Les médecins généralistes risquent aussi des sanctions inédites s’ils n’alimentent pas correctement le Dossier Médical Partagé, alors même que certains organismes d’assurance, comme la MGEN, ne sont pas capables, en 2025, de gérer de façon fluide certaines procédures numériques simples, par exemple la déclaration d’une maladie prise en charge à 100 %.
On nous demande de remplir toujours plus de cases, sous peine d’être pénalisés, dans une logique de suspicion permanente plutôt que d’accompagnement. On veut aussi transformer les médecins en percepteurs d’impôts, en leur confiant la collecte de franchises médicales que le gouvernement envisage d’augmenter encore, alors que la réalité, que l’on cherche à masquer, est simple : le coût réel de la santé est supérieur à ce que l’État est prêt à financer.
Dans le même temps, le mécanisme de sous-tarification et de décote ne touche pas que les médecins : il frappe aussi nos collègues infirmiers libéraux, en première ligne du maintien à domicile. À titre d’exemple, le forfait pansement est toujours rémunéré 6,30 € en 2025, strictement inchangé depuis 2009, alors même que le coût du matériel, des protections, des déplacements ou des assurances a explosé.
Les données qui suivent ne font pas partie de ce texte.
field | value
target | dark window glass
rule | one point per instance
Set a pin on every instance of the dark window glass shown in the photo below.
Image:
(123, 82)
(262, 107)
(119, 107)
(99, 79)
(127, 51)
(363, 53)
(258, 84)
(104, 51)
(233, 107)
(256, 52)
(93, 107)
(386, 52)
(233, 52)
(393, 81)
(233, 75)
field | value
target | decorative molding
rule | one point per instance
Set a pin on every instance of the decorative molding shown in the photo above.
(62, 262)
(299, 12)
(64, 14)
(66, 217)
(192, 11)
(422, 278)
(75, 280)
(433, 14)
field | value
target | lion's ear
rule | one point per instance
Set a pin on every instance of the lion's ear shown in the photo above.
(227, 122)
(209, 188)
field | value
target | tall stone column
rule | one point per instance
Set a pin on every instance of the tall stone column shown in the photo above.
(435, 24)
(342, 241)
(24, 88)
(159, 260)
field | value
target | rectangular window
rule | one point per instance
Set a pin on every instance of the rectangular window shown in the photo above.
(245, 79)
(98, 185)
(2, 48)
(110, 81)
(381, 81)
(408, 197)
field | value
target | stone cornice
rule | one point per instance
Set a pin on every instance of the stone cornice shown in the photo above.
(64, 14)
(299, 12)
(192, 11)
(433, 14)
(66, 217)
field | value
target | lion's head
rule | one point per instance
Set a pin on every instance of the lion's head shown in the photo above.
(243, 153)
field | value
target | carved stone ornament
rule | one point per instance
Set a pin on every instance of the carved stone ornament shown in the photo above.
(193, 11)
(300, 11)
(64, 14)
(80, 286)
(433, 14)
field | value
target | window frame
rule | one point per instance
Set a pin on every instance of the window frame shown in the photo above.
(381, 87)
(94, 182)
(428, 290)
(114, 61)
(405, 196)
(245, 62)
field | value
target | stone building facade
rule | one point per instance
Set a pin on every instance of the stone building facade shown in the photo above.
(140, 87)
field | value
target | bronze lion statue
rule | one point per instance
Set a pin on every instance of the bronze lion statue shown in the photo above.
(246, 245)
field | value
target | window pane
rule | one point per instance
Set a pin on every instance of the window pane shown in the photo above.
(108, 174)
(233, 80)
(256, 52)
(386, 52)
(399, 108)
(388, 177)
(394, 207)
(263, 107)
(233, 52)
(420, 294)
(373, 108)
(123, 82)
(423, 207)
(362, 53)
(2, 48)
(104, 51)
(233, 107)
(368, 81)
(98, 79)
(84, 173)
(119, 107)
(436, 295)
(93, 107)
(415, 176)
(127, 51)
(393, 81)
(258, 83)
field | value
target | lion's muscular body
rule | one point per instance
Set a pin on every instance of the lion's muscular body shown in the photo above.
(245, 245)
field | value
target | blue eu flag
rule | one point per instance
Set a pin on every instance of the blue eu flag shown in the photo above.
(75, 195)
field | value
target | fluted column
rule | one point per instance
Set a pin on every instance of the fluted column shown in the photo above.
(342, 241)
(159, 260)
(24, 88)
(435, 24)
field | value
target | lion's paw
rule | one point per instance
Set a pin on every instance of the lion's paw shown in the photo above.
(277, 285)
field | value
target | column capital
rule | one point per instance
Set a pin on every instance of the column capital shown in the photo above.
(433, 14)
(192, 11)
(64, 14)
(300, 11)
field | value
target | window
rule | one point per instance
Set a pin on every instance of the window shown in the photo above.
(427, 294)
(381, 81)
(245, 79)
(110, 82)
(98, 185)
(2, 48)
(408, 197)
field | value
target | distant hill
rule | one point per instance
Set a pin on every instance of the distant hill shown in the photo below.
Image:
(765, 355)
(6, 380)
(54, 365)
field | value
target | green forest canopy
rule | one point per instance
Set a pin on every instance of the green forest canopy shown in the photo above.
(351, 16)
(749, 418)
À cela s’ajoute, pour eux comme pour les médecins, la décote des actes multiples — 50 % seulement pour un deuxième acte réalisé le même jour, puis 0 % à partir du troisième — qui pénalise particulièrement les prises en charge complexes nécessitant plusieurs gestes lors d’une même visite, souvent auprès de patients âgés, polypathologiques ou en situation de grande fragilité.
Enfin, on menace de mise à mort professionnelle les praticiens du secteur 3, dont les prescriptions ne seraient plus remboursées : c’est ouvrir, à terme, la porte à une médecine à deux vitesses, comme en Italie, où certains actes chirurgicaux sont facturés des dizaines de milliers d’euros, intégralement à la charge des patients les plus aisés.
« Ce que nous refusons, c’est un contrat léonin où l’Assurance maladie pourrait décider seule, chaque année, de ce que vaut notre travail, en dehors de toute convention »
Ce que nous refusons, c’est un contrat léonin où l’Assurance maladie pourrait décider seule, chaque année, de ce que vaut notre travail, en dehors de toute convention, en nous désignant comme responsables d’un déficit dont les causes sont bien plus larges.
Nous demandons l’annulation des baisses tarifaires unilatérales récentes, le retrait de l’article 24, l’ouverture d’une véritable discussion sur la pertinence des soins, l’investissement nécessaire dans la santé, le rôle réel des complémentaires, la répartition du reste à charge.
Maîtriser la dépense, oui ; punir ceux qui soignent, non.
« Nous ne voulons pas d’une médecine réservée à ceux qui peuvent payer comptant »
Le 3 décembre, nous ferons grève pour défendre la liberté d’exercice, l’attractivité de nos métiers et, surtout, l’accès aux soins de tous.
Nous ne voulons pas d’une médecine réservée à ceux qui peuvent payer comptant, ni d’un système où l’on décourage les vocations et où l’on fait fuir les jeunes médecins. Nous résisterons à cette attaque inédite contre la médecine libérale et contre l’équilibre déjà fragile de notre système de santé.
Mais nous refusons de prendre les patients en otage : cette journée sera un coup de semonce, une façon de dire stop et d’expliquer, calmement, pourquoi nous en sommes arrivés là.
Nous appelons tous les départements de France à nous rejoindre, ainsi que les syndicats, dans ce mouvement spontané, apolitique, qui se situe en parallèle des mobilisations syndicales prévues en janvier.
Il est encore temps de restaurer la confiance rompue entre l’État et les soignants, de reconnaître que nous ne sommes pas le problème mais une partie de la solution. Si nous nous mobilisons aujourd’hui, c’est pour que demain, chacun puisse continuer à être soigné en France, quels que soient ses moyens, avec des médecins libres et respectés.